Кормах сжал руку Хафгана, лежащую на посохе.
— Тебе нужна будет помощь в воспитании младенца.
— Скажи мне, Кормах, бывали ли прежде такие знамения, как нынче?
Старый друид прикрыл глаза и оперся на посох.
— Лишь однажды, — ответил он после долгого молчания. — Много лет назад — до того, как родился кто-либо из ныне живущих, до того, как римляне пришли на Святой остров, когда эта роща была молодой порослью, — люди видели подобный знак. Правда, звезды не падали, но сошлись в небе и так остались. Говорят, это было удивительное знамение.
— И что оно возвещало?
Кормах открыл глаза.
— Как что? Рождение Иисуса, Сына Благого Бога. Того, Кого римляне зовут Христом.
— Понятно, — ответил Хафган. — Быть может, этот будет столь же благоприятен.
— Мы вправе надеяться, — промолвил Кормах. — Как все люди, мы вправе надеяться. Что ж, до летнего солнцестояния я зайду к тебе посмотреть младенца. Береги его.

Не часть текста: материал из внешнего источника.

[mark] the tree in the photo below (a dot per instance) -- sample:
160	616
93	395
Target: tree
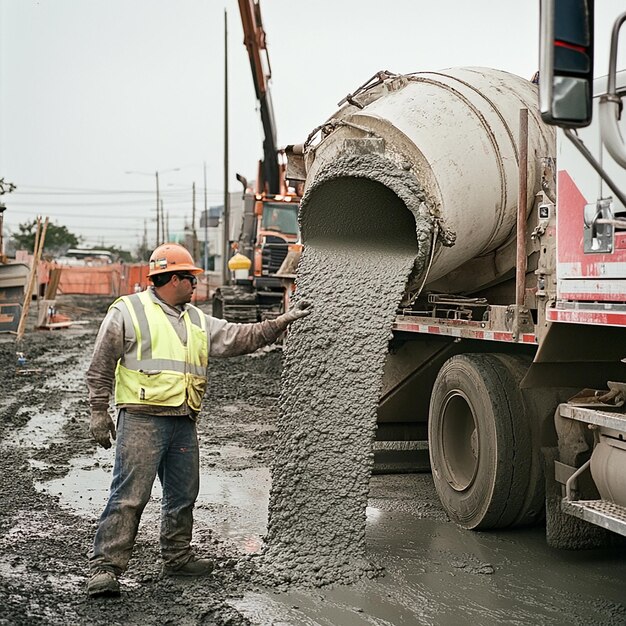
58	238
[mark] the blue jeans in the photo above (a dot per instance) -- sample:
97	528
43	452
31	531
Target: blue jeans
147	446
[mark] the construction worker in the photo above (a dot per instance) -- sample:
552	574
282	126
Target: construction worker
154	346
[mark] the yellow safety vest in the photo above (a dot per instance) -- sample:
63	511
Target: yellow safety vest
160	370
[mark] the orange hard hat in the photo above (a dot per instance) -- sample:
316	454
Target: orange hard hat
172	257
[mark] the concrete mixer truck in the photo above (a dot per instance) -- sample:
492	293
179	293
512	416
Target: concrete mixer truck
509	342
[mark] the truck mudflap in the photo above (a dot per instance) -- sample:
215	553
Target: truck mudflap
607	467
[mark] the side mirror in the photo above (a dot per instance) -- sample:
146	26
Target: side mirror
566	62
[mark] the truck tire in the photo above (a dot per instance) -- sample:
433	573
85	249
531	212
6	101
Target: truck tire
480	443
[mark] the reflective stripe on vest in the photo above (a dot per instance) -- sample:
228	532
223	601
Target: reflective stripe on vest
159	369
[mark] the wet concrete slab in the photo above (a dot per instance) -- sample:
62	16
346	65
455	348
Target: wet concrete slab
436	573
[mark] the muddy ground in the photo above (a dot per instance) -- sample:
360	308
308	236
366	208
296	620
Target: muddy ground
54	481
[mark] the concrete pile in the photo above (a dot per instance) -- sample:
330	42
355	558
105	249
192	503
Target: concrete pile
360	246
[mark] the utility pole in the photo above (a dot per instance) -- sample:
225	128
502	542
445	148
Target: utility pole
226	220
194	232
164	237
206	221
158	242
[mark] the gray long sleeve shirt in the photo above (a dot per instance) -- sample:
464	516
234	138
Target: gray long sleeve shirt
117	335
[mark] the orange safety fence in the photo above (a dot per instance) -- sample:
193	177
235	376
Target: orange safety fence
115	279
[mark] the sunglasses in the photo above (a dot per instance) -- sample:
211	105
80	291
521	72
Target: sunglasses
190	277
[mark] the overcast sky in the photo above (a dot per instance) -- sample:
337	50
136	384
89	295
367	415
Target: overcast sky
91	89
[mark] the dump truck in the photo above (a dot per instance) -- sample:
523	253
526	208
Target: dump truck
509	343
270	218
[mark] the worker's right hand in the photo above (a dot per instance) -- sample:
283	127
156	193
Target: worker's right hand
102	428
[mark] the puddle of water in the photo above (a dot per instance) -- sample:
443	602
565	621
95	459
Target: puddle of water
42	429
233	504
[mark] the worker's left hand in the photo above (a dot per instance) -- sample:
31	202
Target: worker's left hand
102	428
302	308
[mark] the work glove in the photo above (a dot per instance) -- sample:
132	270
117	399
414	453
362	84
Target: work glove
102	428
297	311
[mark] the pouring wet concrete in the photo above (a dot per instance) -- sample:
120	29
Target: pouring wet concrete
361	243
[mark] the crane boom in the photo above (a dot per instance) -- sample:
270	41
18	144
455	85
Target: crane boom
254	40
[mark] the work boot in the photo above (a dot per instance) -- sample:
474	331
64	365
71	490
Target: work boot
193	567
103	583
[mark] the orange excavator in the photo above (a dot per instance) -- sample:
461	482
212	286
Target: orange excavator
270	219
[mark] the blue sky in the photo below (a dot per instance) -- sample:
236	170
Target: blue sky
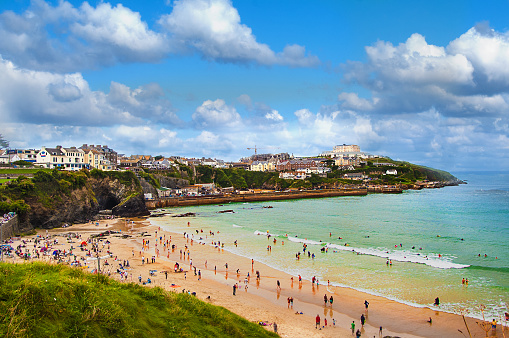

— Не бойся, о нем будут хорошо заботиться, — заверил Хафган. — Я прослежу.
Кормах поднял глаза к раскидистым ветвям дуба.
— Когда я родился, он был уже стар. Теперь я состарился и скоро умру, а дуб все так же крепок. Мы — малые твари, Хафган. Век наш короток.
— Он достаточно долог, чтоб изучить то, что от нас требуется.
— Да, мы успеваем узнать то, что должны, но не успеваем ничего изменить, — горестно согласился Кормах. — Это наша беда. Каждый должен учиться заново. Какая трата сил — вновь и вновь совершать ошибки, те же ошибки в каждом поколении, биться во тьме неведения. — Он воздел руку к дереву. — Привет тебе, стойкий собрат! Знай нашу слабость и будь к нам снисходителен.
— Пошли, Кормах. Солнце греет, и день погожий. Я немного пройдусь с тобой, и ты расскажешь, что тебя так гнетет.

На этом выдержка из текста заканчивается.